N. K. Jemisin’s The Fifth Season, a 2016 Hugo nominee, is excellent. It alternates between several stories of women in the land of “the Stillness”, so-called ironically because its continental plates are so mobile that the inhabitants’ architecture and social structures are centered around the common occurrence of earthquakes and other geologic activity. In the face of such disruption, society demonizes the few people who have the power to control seismic activity, since they have enormous destructive potential. The magic training school --- which inevitably exists, this is fantasy --- emphasizes both that it is difficult to learn to control this ability, and that certain magical potency is innate. Geomancers (not their actual nomenclature in the novel) are denied personhood, ostracized, killed, or collected as slaves and subjected to the cruel and often lethal regimen of the magical training school, then permanently enslaved by the government in service of providing geologic stability to politically-important regions.

This book was excellent. It reminded me of many other things, which I want to emphasize does not mean that it actually shared any deep similarities with them.

In giving women agency and the freedom to exhibit a variety of motivations and character traits, it reminded me of Le Guin's Earthsea series; also, of course, it featured a variety of not-particularly-Western people, often described by the color of their skin (almost none of which were "white"), coping with an uncooperative earthquake situation. Yes, there was magic. Yes, there was racism. Yes, family and social structures were highlighted and important. But whereas Le Guin's stories usually turn inwards, focusing on small-scale solutions and interpersonal conflict, Jemisin's story grew bigger and bigger, accreting import and severity as the characters (inevitably) levelled-up in magic and in their understanding of what is really going on with the social structure. The scope ballooned in typical fantasy style, and it did it magnificently.

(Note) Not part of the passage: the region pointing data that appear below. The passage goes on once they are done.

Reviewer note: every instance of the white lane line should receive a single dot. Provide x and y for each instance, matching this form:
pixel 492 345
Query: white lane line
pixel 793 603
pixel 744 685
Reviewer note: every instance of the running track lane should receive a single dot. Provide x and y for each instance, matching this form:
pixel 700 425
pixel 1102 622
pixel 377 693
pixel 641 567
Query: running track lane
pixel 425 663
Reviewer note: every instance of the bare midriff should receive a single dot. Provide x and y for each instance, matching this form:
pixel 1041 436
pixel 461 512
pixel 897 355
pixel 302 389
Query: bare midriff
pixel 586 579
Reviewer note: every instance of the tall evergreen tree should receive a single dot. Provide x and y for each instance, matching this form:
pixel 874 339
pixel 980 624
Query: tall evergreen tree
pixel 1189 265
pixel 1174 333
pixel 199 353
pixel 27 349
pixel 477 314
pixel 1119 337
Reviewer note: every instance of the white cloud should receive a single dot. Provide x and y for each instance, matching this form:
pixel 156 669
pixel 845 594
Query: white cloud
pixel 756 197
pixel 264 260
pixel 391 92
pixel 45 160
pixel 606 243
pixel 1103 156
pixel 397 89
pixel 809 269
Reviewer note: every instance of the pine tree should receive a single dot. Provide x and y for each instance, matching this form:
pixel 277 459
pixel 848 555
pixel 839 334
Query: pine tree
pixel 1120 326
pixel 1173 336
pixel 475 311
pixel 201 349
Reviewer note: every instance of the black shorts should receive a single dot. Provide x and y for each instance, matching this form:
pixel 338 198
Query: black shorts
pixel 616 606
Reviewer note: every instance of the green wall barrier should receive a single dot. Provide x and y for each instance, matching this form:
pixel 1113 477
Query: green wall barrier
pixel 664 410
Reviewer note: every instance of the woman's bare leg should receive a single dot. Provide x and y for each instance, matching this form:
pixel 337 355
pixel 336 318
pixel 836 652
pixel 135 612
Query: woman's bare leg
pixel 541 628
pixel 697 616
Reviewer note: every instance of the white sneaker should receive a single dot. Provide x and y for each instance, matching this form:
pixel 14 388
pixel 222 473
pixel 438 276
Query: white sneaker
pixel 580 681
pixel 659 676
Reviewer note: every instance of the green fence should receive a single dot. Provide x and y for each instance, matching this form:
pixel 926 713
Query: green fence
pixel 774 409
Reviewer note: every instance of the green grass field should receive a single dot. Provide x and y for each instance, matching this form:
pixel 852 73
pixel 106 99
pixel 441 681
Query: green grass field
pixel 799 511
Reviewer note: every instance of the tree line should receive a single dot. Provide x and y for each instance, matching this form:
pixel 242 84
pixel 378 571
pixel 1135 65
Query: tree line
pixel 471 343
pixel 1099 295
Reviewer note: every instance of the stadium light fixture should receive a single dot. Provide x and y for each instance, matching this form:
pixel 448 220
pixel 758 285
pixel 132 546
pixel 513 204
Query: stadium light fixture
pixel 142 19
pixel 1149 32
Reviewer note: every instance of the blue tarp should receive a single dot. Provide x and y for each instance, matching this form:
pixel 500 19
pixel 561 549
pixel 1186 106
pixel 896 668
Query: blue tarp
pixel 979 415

There's always an interesting feature of reading a novel (especially digitally): the images conjured in my mind are completely my own, not even influenced by cover art. I appreciate that Jemisin consistently reminded her readers that her characters, and everyone in her world, was a shade of brown, lest our whitewashing imaginations run away with us. The geography --- unsurprisingly an often-described feature in a book about lethal geological activity --- was often described in magical-intuitive terms, as if one could sense the pockets of magma circulating below. Vegetation gets short shrift. This was okay with me, as it meant that my brain often substituted settings from From Dust, a video game where gameplay consists of reshaping geography by dropping lava and trying to avoid too much destruction of villages.

Describing a book by its magical system, and then by similar-but-distinct things that it reminded me of, is surely a disappointing and unsatisfying type of recommendation. The book was great. You should read it for yourself. I'm not alone in liking it; it won the Hugo award!

This post's theme word is sorb, "to take up and hold by ad/absorption." The soil can only sorb so much groundwater before a disastrous flood ensues.